La chance me souriait… Les journées se succédaient radieuses et, chaque matin, elle était au rendez-vous… Je l’attendais, le cœur battant, je la regardais s’installer et je me gorgeais d’elle… Je n’étais jamais rassasié… A midi elle disparaissait une petite heure… Je ne quittais pas ma fenêtre de peur de manquer son retour… Chaque minute, chaque seconde comptait… On avait toute l’après-midi à nous… Et puis l’ombre envahissait la terrasse… Elle se levait, renfilait sa robe, tirait la chaise longue à l’abri de l’auvent… C’était fini… Jusqu’au lendemain c’était fini…

Le 14 Juillet l’orage a éclaté au petit matin… J’enrageais… Je ne la verrais pas… Je l’ai vue : elle est venue sonner sur le coup de midi… Je n’aurais pas un dictionnaire à lui prêter ?… Un dictionnaire ?… Si, si… Bien sûr… J’avais… - Et ça se passe bien ces Vacances ?… - Oh, ça pourrait être pire… Je ne fais rien… Strictement rien… Je bouquine… Je rêvasse… Je somnole… - Et tu bronzes… - Et je bronze, oui… Qu’est-ce que j’ai pu entendre là-dessus au début!… Ils avaient peur que ça vous choque… - Ca me choque pas, non !… Ce qui me choque c’est que tu vas avoir des marques en rentrant… Et c’est pas vraiment esthétique… Elle s’est enfuie, le dictionnaire sous le bras, avec un petit signe de la main…

Elle ne l’a pas fait tout de suite… Elle a laissé passer quelques jours et puis, un matin, elle a retiré son soutien-gorge, les seins triomphants dans le soleil… J’étais chaviré de bonheur… Le lendemain aussi… Et tous les jours suivants…

Ca a eu lieu la veille de son départ… Elle venait de déposer son soutien-gorge, avec sa robe, sur l’appui de la petite fenêtre du cellier et… et elle a aussi retiré sa culotte… Tranquillement… Posément… Elle est restée debout, nue, quelques précieux instants avant de s’allonger et de s’abandonner à moi pour toute une improbable journée… La dernière…

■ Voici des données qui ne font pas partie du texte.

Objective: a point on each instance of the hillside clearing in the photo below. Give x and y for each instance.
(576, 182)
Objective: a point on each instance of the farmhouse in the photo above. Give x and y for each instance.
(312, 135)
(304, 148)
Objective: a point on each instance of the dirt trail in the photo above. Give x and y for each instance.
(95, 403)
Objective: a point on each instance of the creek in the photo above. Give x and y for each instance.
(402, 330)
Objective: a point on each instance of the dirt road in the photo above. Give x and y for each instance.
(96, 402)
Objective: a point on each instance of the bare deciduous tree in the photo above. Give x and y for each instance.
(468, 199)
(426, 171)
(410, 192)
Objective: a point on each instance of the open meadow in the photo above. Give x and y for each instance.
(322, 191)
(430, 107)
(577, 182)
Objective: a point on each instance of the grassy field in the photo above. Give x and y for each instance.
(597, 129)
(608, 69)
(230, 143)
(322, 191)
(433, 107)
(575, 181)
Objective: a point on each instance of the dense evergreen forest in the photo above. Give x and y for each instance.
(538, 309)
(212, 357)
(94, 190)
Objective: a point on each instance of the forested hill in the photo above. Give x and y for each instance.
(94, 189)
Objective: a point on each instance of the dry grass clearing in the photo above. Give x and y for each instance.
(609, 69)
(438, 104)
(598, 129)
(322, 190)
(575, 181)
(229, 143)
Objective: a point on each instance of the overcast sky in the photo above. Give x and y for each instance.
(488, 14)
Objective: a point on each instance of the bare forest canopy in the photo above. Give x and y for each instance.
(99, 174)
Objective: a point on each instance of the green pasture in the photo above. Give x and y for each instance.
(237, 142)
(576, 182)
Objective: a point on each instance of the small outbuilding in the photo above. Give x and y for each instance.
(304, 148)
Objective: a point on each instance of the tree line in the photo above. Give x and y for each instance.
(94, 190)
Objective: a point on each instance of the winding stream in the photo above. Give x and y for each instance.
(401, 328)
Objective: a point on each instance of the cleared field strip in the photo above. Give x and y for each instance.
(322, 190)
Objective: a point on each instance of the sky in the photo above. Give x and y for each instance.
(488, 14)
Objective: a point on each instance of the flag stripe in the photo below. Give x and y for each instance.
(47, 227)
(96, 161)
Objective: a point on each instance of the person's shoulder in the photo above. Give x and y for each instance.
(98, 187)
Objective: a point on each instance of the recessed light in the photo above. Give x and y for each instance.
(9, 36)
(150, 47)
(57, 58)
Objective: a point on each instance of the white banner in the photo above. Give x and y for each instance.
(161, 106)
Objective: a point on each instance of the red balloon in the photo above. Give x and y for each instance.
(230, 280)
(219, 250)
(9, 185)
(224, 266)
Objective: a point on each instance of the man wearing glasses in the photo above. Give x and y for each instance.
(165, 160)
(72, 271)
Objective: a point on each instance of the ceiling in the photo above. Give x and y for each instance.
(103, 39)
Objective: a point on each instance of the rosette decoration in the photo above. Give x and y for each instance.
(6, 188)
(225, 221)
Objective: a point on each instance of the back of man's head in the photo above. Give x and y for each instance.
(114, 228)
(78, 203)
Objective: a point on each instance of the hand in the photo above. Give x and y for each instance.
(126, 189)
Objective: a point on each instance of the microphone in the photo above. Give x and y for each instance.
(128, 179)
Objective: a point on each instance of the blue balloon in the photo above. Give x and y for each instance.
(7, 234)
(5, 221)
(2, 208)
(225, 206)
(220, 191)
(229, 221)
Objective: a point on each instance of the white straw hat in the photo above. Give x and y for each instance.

C’était il y a… trois ans… Et c’est toujours là… Présent… Vivant… Fabuleux… Vous êtes notre supplice à nous, les vieux, vous, les jeunes femmes… Notre délicieux supplice… Plus les années passent et plus vous nous apparaissez belles, fraîches, désirables, émouvantes… Mais… mais le seul bonheur que nous puissions désormais espérer - il faut bien finir par se rendre à l’évidence - , c’est celui de vous contempler encore et encore, de nous délecter de vos charmes, de vos formes, de vos corps… Nous y consacrons tout notre temps et toute notre énergie… Nous saisissons toutes les occasions qui se présentent pour vous butiner, vous grappiller et vous enfouir amoureusement au plus profond de nos cachettes secrètes…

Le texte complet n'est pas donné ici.